I have data in this form:
<?xml version="1.0" encoding="utf-8"?>
<!DOCTYPE html PUBLIC "-//W3C//DTD XHTML 1.1 plus MathML 2.0//EN" "http://www.w3.org/TR/MathML2/dtd/xhtml-math11-f.dtd">
<html xmlns="http://www.w3.org/1999/xhtml" xmlns:m="http://www.w3.org/1998/Math/MathML" xmlns:svg="http://www.w3.org/2000/svg">
<m:math display="inline"><m:semantics><m:mrow><m:mrow><m:mi>s</m:mi><m:mo></m:mo><m:mfenced close=")" open="("><m:mrow><m:mn>1</m:mn><m:mo>,</m:mo><m:mn>1</m:mn></m:mrow></m:mfenced></m:mrow><m:mo>=</m:mo><m:mrow><m:mi>S</m:mi><m:mo></m:mo><m:mfenced close=")" open="("><m:mrow><m:mn>1</m:mn><m:mo>,</m:mo><m:mn>1</m:mn></m:mrow></m:mfenced></m:mrow><m:mo>=</m:mo><m:mn>1</m:mn></m:mrow><m:annotation-xml encoding="MathML-Content"><m:apply><m:ci></m:ci><m:apply><m:times></m:times><m:ci>s</m:ci><m:apply><m:interval closure="open"></m:interval><m:cn>1</m:cn><m:cn>1</m:cn></m:apply></m:apply><m:eq></m:eq><m:apply><m:times></m:times><m:ci>S</m:ci><m:apply><m:interval closure="open"></m:interval><m:cn>1</m:cn><m:cn>1</m:cn></m:apply></m:apply><m:eq></m:eq><m:cn>1</m:cn></m:apply></m:annotation-xml></m:semantics></m:math>
</html>
what I am trying to do is write a function that tokenizes this data into a list of tokens where each token would be either an XML tag or the text between an opening and a closing tag.

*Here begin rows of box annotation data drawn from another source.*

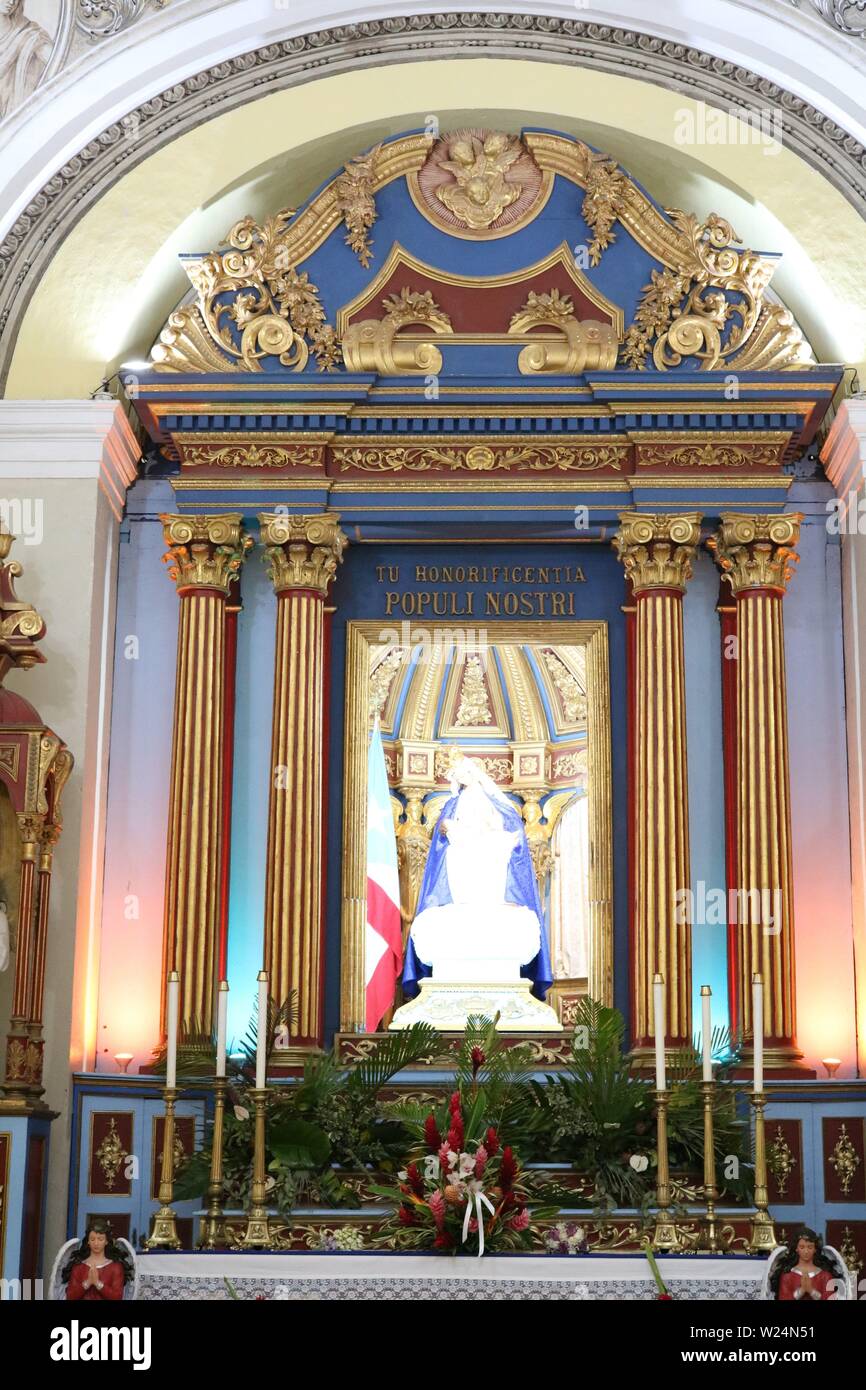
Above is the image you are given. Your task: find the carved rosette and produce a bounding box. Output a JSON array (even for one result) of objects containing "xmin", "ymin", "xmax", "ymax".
[
  {"xmin": 708, "ymin": 512, "xmax": 802, "ymax": 595},
  {"xmin": 259, "ymin": 512, "xmax": 349, "ymax": 598},
  {"xmin": 613, "ymin": 512, "xmax": 701, "ymax": 596},
  {"xmin": 160, "ymin": 512, "xmax": 253, "ymax": 598}
]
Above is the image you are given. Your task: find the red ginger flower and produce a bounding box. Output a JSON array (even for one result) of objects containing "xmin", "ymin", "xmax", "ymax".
[
  {"xmin": 509, "ymin": 1207, "xmax": 530, "ymax": 1230},
  {"xmin": 424, "ymin": 1112, "xmax": 442, "ymax": 1154},
  {"xmin": 448, "ymin": 1091, "xmax": 464, "ymax": 1154},
  {"xmin": 406, "ymin": 1163, "xmax": 424, "ymax": 1197},
  {"xmin": 499, "ymin": 1144, "xmax": 517, "ymax": 1193}
]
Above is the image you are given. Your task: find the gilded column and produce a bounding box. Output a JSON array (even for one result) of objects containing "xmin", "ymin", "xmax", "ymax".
[
  {"xmin": 259, "ymin": 513, "xmax": 348, "ymax": 1055},
  {"xmin": 709, "ymin": 512, "xmax": 802, "ymax": 1066},
  {"xmin": 160, "ymin": 513, "xmax": 253, "ymax": 1038},
  {"xmin": 614, "ymin": 512, "xmax": 701, "ymax": 1052},
  {"xmin": 3, "ymin": 816, "xmax": 43, "ymax": 1104}
]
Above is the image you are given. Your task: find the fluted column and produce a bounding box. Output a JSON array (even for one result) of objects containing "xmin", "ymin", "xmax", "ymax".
[
  {"xmin": 709, "ymin": 512, "xmax": 802, "ymax": 1066},
  {"xmin": 160, "ymin": 513, "xmax": 253, "ymax": 1037},
  {"xmin": 614, "ymin": 512, "xmax": 701, "ymax": 1054},
  {"xmin": 259, "ymin": 513, "xmax": 348, "ymax": 1061},
  {"xmin": 3, "ymin": 816, "xmax": 43, "ymax": 1104}
]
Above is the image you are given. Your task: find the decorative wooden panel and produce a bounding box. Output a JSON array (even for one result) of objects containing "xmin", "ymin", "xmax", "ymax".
[
  {"xmin": 21, "ymin": 1134, "xmax": 47, "ymax": 1279},
  {"xmin": 822, "ymin": 1115, "xmax": 866, "ymax": 1202},
  {"xmin": 767, "ymin": 1118, "xmax": 803, "ymax": 1207},
  {"xmin": 88, "ymin": 1111, "xmax": 135, "ymax": 1197},
  {"xmin": 0, "ymin": 1134, "xmax": 13, "ymax": 1276},
  {"xmin": 150, "ymin": 1115, "xmax": 196, "ymax": 1202}
]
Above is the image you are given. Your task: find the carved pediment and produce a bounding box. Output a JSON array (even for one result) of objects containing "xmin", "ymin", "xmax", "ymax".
[{"xmin": 147, "ymin": 129, "xmax": 813, "ymax": 377}]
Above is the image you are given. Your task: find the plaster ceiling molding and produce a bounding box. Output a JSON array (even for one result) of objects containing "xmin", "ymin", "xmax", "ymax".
[
  {"xmin": 790, "ymin": 0, "xmax": 866, "ymax": 39},
  {"xmin": 0, "ymin": 12, "xmax": 866, "ymax": 382}
]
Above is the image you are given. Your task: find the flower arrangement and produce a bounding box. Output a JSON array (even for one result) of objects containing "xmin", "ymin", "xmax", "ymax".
[
  {"xmin": 545, "ymin": 1220, "xmax": 589, "ymax": 1255},
  {"xmin": 375, "ymin": 1089, "xmax": 553, "ymax": 1255}
]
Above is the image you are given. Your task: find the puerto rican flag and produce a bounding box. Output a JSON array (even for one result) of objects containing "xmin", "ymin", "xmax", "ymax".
[{"xmin": 364, "ymin": 719, "xmax": 403, "ymax": 1033}]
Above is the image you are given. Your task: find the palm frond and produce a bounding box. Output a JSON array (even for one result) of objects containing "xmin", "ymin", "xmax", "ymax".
[
  {"xmin": 239, "ymin": 990, "xmax": 297, "ymax": 1072},
  {"xmin": 346, "ymin": 1023, "xmax": 442, "ymax": 1095}
]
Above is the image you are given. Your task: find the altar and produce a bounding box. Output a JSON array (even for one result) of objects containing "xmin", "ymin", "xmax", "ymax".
[{"xmin": 0, "ymin": 116, "xmax": 866, "ymax": 1300}]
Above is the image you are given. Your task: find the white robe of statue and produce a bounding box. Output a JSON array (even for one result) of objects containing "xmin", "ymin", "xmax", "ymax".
[{"xmin": 411, "ymin": 759, "xmax": 539, "ymax": 984}]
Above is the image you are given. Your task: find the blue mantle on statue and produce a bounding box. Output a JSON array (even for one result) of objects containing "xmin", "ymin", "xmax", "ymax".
[{"xmin": 403, "ymin": 792, "xmax": 553, "ymax": 999}]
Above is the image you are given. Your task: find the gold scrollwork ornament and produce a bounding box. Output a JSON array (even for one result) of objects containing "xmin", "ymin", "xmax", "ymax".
[
  {"xmin": 93, "ymin": 1115, "xmax": 129, "ymax": 1191},
  {"xmin": 623, "ymin": 209, "xmax": 812, "ymax": 371},
  {"xmin": 828, "ymin": 1120, "xmax": 860, "ymax": 1197}
]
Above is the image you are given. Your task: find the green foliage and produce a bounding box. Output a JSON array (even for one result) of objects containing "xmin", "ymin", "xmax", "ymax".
[
  {"xmin": 531, "ymin": 999, "xmax": 752, "ymax": 1211},
  {"xmin": 175, "ymin": 1023, "xmax": 442, "ymax": 1216}
]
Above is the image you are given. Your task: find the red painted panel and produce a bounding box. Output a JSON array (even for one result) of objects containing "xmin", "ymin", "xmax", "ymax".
[
  {"xmin": 19, "ymin": 1134, "xmax": 47, "ymax": 1279},
  {"xmin": 341, "ymin": 263, "xmax": 613, "ymax": 336},
  {"xmin": 88, "ymin": 1111, "xmax": 135, "ymax": 1197},
  {"xmin": 766, "ymin": 1119, "xmax": 805, "ymax": 1207}
]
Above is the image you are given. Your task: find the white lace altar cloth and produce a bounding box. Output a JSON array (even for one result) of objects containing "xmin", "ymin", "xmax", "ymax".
[{"xmin": 139, "ymin": 1251, "xmax": 766, "ymax": 1302}]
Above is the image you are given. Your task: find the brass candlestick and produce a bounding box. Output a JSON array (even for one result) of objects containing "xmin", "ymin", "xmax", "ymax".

For example, I would expect the function to get <m:math display="inline">
, <m:semantics>
, and <m:mrow>
, as well as the s between <m:mi>s</m:mi>
(the m:mi tags as well should be treated as tokens). This function would be passed as a parameter to the CountVectorizer sklearn method as the tokenizer parameter.
The expected tokens for this input sequence would be of this form:
["<m:math display="inline">", "<m:semantics>", "<m:mrow>", "<m:mrow>","<m:mi>", "s", "</m:mi>", ..., "</m:math>"]
I was initally trying to use a regex but it seems that there must be a much simpler way to do this using a method, but I am kind of lost as to how this method should behave. Any help is appreciated!